Life's lessons: Aging is mandatory, learning optional in this world


As I approach my 92nd birthday the 13th of this month, I suddenly realized that if we keep on living, we get old. Getting old is not a choice. Whether we learn anything while we are living to old age is our choice.

I have been reading through Genesis, Exodus, Leviticus and Deuteronomy recently, and I suddenly realized that Moses wrote all that when he was 120 years old!

Of course, God was dictating it all, but I think if I had to copy the first five books of the Old Testament at my age (and I still have a firm handwriting) it would be a formidable task.

But I digress. Actually, that is one new idea that has just occurred to recently. I decided to list some of the things I have learned while I have been alive on this blue ball that is spinning around the sun turning completely around in twenty-four hours and going around the sun in 365 1/4 days.

Of course I learned to walk and talk. I learned to return the love that my family showered me with. I learned my letters and numbers before I went to school and learned to read almost magically. I have never been bored since I learned to read.

I loved learning as a child — even arithmetic. Back before we had little machines to do basic math for us, we had to use our brains to recall addition, subtraction, division , and multiplication facts. We memorized history dates and geography facts, as well as learning to spell words.

Besides what I learned at school I learned lots of other useful ways to make life easier for me, such as:

It is more fun to make friends than to make enemies.

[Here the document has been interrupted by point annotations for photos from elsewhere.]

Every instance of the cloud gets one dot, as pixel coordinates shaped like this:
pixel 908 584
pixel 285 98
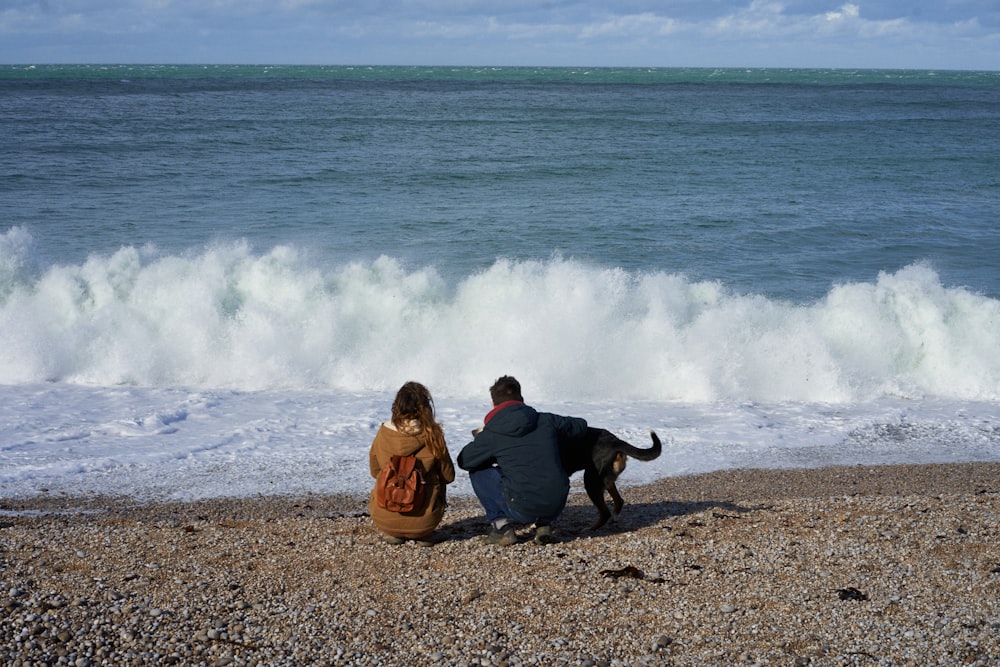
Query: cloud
pixel 708 32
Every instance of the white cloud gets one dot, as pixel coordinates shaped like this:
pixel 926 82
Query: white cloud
pixel 846 12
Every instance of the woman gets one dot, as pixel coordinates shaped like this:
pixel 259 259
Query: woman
pixel 412 430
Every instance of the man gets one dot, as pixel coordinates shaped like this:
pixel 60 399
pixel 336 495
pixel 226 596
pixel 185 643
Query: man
pixel 514 466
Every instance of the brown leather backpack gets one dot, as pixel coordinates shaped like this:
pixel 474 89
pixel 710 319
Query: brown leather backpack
pixel 400 485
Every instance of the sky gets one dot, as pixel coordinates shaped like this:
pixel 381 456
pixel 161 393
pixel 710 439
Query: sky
pixel 908 34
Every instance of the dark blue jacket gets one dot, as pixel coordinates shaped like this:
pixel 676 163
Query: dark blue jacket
pixel 524 444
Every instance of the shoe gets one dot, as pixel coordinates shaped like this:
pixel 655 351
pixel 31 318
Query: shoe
pixel 543 535
pixel 503 537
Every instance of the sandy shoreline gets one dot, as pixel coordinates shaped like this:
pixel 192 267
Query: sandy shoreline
pixel 895 565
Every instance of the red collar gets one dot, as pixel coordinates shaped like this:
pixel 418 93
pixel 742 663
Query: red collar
pixel 498 408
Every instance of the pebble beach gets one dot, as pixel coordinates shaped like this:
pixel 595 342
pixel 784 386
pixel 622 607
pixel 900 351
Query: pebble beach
pixel 894 565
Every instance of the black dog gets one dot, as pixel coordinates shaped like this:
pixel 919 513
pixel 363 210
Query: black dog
pixel 602 457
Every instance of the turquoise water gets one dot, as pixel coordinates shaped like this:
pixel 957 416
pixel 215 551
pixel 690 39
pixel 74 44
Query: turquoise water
pixel 775 182
pixel 213 279
pixel 627 75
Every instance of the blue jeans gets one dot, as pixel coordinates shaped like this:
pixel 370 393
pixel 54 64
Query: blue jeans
pixel 488 486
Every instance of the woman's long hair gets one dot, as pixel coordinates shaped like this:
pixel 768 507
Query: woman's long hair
pixel 414 402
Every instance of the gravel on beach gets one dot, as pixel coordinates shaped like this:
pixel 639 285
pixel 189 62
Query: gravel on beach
pixel 886 565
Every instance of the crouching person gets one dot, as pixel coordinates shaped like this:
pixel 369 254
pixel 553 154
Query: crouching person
pixel 514 465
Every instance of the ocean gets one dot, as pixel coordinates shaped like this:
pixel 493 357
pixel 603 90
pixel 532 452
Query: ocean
pixel 214 278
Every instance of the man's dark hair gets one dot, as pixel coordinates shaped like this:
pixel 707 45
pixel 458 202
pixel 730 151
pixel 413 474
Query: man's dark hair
pixel 506 389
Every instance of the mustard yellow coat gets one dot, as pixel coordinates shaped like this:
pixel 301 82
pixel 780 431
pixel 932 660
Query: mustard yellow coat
pixel 390 442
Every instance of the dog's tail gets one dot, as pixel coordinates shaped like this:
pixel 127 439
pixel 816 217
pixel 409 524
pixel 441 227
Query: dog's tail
pixel 643 454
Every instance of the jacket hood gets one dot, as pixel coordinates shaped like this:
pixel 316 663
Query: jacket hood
pixel 515 420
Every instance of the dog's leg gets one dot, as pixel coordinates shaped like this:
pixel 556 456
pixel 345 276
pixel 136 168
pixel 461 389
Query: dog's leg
pixel 595 489
pixel 616 497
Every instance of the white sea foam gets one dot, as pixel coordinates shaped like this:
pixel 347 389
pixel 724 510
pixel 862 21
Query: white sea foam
pixel 227 371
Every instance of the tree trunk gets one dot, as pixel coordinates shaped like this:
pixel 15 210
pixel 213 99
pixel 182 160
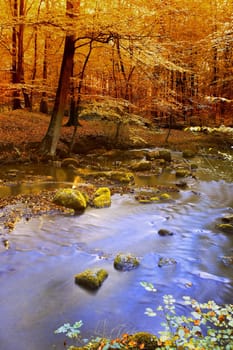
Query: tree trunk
pixel 43 102
pixel 50 141
pixel 15 77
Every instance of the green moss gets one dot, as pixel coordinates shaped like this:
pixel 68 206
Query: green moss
pixel 182 173
pixel 70 198
pixel 102 198
pixel 165 196
pixel 91 279
pixel 154 199
pixel 144 340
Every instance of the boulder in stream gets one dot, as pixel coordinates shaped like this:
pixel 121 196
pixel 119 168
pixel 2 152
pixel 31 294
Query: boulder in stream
pixel 227 260
pixel 125 262
pixel 91 279
pixel 102 198
pixel 142 165
pixel 182 173
pixel 228 219
pixel 166 262
pixel 226 227
pixel 70 198
pixel 164 232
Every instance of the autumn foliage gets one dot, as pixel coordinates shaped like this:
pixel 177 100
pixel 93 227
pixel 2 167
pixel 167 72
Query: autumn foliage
pixel 171 61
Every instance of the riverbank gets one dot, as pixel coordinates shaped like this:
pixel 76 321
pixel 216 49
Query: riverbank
pixel 21 133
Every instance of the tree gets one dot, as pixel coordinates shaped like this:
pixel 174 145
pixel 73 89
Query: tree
pixel 49 143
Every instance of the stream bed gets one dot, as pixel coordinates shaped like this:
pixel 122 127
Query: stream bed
pixel 38 293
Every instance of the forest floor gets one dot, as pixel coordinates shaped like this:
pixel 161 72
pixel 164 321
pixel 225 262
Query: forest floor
pixel 21 133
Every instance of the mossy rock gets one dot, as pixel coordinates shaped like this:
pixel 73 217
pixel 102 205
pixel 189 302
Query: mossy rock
pixel 151 155
pixel 102 198
pixel 125 262
pixel 144 340
pixel 143 165
pixel 227 261
pixel 70 163
pixel 166 155
pixel 70 198
pixel 182 173
pixel 91 279
pixel 227 228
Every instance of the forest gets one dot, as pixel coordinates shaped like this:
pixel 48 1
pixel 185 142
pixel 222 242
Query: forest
pixel 169 61
pixel 116 181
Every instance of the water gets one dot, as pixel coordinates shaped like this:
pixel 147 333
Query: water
pixel 38 293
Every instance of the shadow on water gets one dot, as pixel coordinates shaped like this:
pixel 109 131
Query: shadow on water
pixel 38 293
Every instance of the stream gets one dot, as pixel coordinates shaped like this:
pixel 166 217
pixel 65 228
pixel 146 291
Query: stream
pixel 38 293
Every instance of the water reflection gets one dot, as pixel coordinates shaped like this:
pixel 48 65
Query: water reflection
pixel 38 293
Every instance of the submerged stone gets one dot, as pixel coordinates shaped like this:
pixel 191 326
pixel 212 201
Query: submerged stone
pixel 182 173
pixel 227 228
pixel 228 219
pixel 121 176
pixel 143 165
pixel 227 260
pixel 145 340
pixel 188 153
pixel 70 163
pixel 125 262
pixel 102 198
pixel 70 198
pixel 91 279
pixel 166 155
pixel 166 262
pixel 164 232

You can catch more flies with honey than with vinegar. (Be nice to people. Don’t insult them.)

It is better for you to have your boss like and trust you.
If you always tell the truth, you don’t have to keep telling another one to cover the first one.

God’s Ten Commandments will keep you out of trouble if you obey them.

It is important to work enough to have enough money to live on.

Pay off your credit card in full every month.

Save up the money to buy the things you want but do not need immediately.

Our children are our most precious possessions. See that they are cared for properly.

Our decision to trust Jesus to save us is the most important decision we make in our lifetime.

I could go on and on with things I have known for a long time, but here are three that I have learned most recently:

I learned that if the Brookdale cooks don’t use the Brookdale recipes when fixing our food, someone from Corporate headquarters will fire our head chef, no matter if the recipe used tastes better than Brookdale’s.

I have learned from the recently hired young servers that “No problem” and “My pleasure” are acceptable answers to “Thank you” as well as the traditional,”You’re welcome.”

But the most painful lesson I have learned lately is that if I have an opinion or vote for someone that my friend does not believe or is against, that person who disagrees with me hates me and is no longer my friend. The death of friendship if I do not think like my friend does is a heartbreaking lesson to learn in my old age.

But I hope to keep on learning as long as I live.


June Rice is writer and a retired teacher living in Louisville.